The RCD and kit boats
Kit boats that are not manufactured to EU standards can only be put on the market five years after they have been completed. This means that Harvey will need to undergo EU Recreational Craft Directive (RCD) testing if she’s to be sold or even given away in the next five years.
We contacted CEProof, a Norfolk company that specialises in RCD testing. CEO Craig Morris has agreed to carry out the inspection, stability testing, which in this case would be a Pull-Over Wind Stiffness Test with the boat on the water, and certification.
Scruffie Marine, the Secret 20 kit manufacturer, is an Australian company – kits from EU manufacturers should automatically be RCD compliant once completed as long as the builder hasn’t altered the construction to any great extent.
The apprentices
Joe Swindale is one of two apprentices at Oarsome Chance. He works on various boat projects and also helps with activities for the school groups and specialist students that attend sessions with the charity. He works at the Gosport site twice a week and at the charity’s other site in Leigh Park, servicing bicycles, for the rest of the week. He prefers boats to bikes, he says.
“I was a naughty kid when I was at school,” says Joe. “I came straight from school to work here, so I’ve been here for two years. So I know how it is [for the students]. On Tuesdays we have a group of 15-16 year olds, so they’re near my own age – they don’t really listen to me. But the smaller kids do.”
In January this year, Joe began a four-year marine engineering course at Paragon training in Gosport. The course includes achieving RYA certificates for power and sail.
Joe has his own squib, which he races regularly and has also been accepted to do the Tall Ships Race, taking part in a racing leg in July from Denmark to Norway, then cruising further north along the Norwegian coast before flying back.
Luke Symonds has been coming to OC for four years and is nearly finished his first year as an apprentice. Luke was thrown out of school for swearing at teachers, jumping over the gates, smashing windows and more at Charter Academy, Portsmouth.

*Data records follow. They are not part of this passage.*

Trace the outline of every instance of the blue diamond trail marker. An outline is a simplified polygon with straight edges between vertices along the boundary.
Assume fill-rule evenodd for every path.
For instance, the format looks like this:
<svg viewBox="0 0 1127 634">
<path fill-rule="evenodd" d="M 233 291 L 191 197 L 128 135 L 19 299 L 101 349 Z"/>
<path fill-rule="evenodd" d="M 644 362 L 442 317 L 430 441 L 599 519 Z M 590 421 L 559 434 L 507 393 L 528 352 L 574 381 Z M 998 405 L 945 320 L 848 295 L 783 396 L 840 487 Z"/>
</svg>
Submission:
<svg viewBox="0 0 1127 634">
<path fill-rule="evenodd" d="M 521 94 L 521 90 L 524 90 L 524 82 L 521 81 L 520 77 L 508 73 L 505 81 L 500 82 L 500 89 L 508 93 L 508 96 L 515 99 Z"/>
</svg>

“I was in trouble with the police through stupid things that I shouldn’t have done,” he says. “I started coming here on a Wednesday and a Saturday, just doing a few jobs with John – helping to repair the boats; helping to build the OC16 skiff, for example. Then finally, one day they turned around and said: ‘Do you want an apprenticeship?’
“I’m back doing maths and English again, so I regret messing around in school. I do a week per month at college then three weeks here.”
Oarsome success stories
Oarsome Chance is a unique educational/vocational experiment. Children who have been excluded from local schools are still required by law to receive education from the Local Authority.
Home schooling is rarely successful; special schools, such as the Harbour School, Portsmouth, have limited capacity and the private sector alternatives offering adequate staff-to-pupil ratios and specialist equipment and staff are hugely expensive (and profitable to their shareholders).
So vocational options, such as Oarsome Chance, meet an important need at about a third of the cost of the private sector and claim extraordinarily high retention rates.
“We started the whole thing as a route to employability,” says charity principal John Gillard, “which we are still very focussed on with our older students. But with the younger ones it really is to engage them back into society and then give them skills to build on long-term.”
There are currently 31 specialist students on the charity’s books, but the team also does watersports activities for mainstream schools (think groups of 60 schoolchildren building rafts and canoeing!).